Der Titel dieser Geschichte
lautet: „Demütigung zu ertragen ist eine heilige Eigenschaft“, was
bedeutet, dass ein Mensch mit großer Toleranz ein Heiliger ist. Für mich
sind alle Menschen in dieser Welt Heilige, weil sie solche
Lebensbedingungen ertragen können! Jeden Tag vergießen sie Tränen und
Schweiß, nur um einige Schalen Reis und ein paar Kleider zu verdienen.

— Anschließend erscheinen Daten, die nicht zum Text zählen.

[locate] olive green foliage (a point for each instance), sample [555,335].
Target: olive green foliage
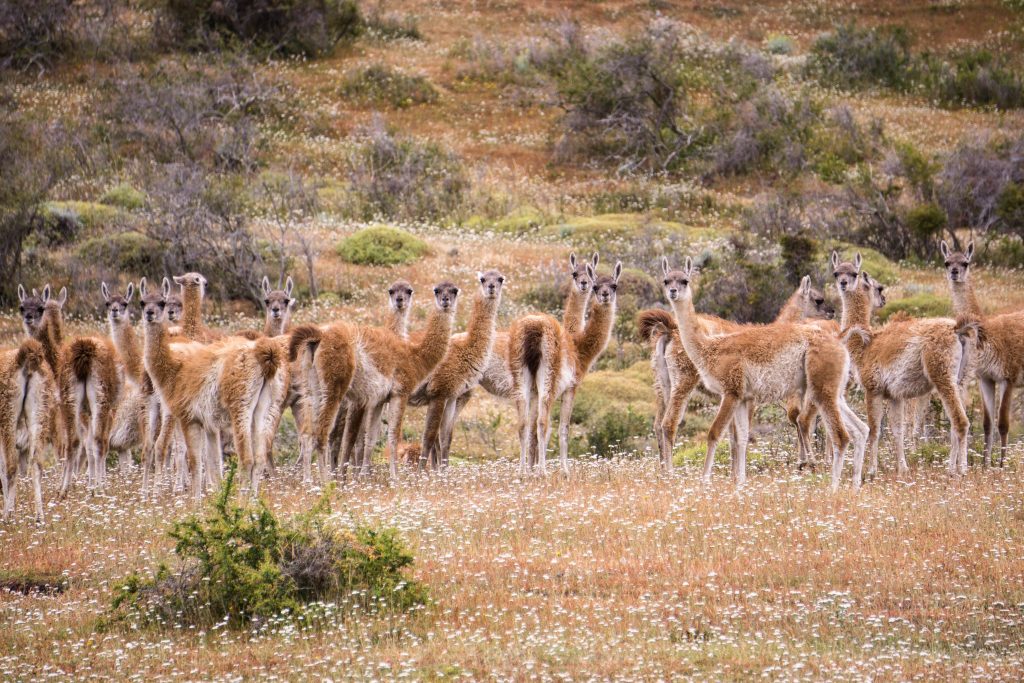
[129,252]
[382,246]
[383,84]
[241,564]
[309,28]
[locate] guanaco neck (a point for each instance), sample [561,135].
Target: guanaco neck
[691,334]
[192,311]
[481,327]
[572,313]
[965,302]
[127,344]
[431,346]
[397,322]
[275,328]
[157,355]
[595,335]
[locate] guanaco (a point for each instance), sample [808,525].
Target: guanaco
[548,363]
[28,394]
[903,360]
[762,365]
[999,365]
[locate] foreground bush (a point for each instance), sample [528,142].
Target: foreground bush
[382,246]
[242,565]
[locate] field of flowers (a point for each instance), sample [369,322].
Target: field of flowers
[617,571]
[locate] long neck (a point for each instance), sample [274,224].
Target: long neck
[595,335]
[157,355]
[275,328]
[572,313]
[793,311]
[192,311]
[690,333]
[480,329]
[126,341]
[430,348]
[965,301]
[397,322]
[51,337]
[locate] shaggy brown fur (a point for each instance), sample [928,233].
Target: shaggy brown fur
[903,360]
[28,394]
[675,375]
[460,370]
[373,368]
[232,384]
[548,363]
[1000,350]
[766,364]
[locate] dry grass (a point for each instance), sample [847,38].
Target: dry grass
[616,572]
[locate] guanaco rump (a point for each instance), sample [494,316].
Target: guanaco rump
[762,365]
[548,361]
[902,360]
[999,360]
[235,384]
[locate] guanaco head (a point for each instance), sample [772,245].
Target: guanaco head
[279,302]
[605,286]
[445,295]
[399,295]
[581,269]
[677,283]
[491,284]
[192,281]
[813,301]
[957,263]
[173,308]
[117,305]
[846,273]
[34,308]
[154,302]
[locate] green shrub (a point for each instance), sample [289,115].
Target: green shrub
[382,246]
[123,196]
[309,28]
[380,83]
[856,57]
[127,252]
[241,564]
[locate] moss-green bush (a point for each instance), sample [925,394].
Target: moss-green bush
[241,564]
[382,246]
[383,84]
[127,252]
[123,196]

Die Leute bedrängen einander und werden bedrängt. Sie lassen sich soviel
gefallen von ihren Vorgesetzten und Kollegen, Ehegatten und
Familienangehörigen, von ihren Freunden und Feinden. Oh, dies alles
ertragen zu können ist wahrhaftig eine heilige Eigenschaft! Wenn ich
Gott wäre, würde ich alle Menschen auf Erden zu Gottheiten ernennen (Beifall),
weil ich das Gefühl habe, dass es große Standhaftigkeit erfordert, in
dieser Welt zu leben. Aber lasst uns sehen, wie die Inder das sehen.
Viele Inder beschäftigen sich mit spiritueller Praxis, aber ihre
Ansichten sind vielleicht nicht immer die meinen.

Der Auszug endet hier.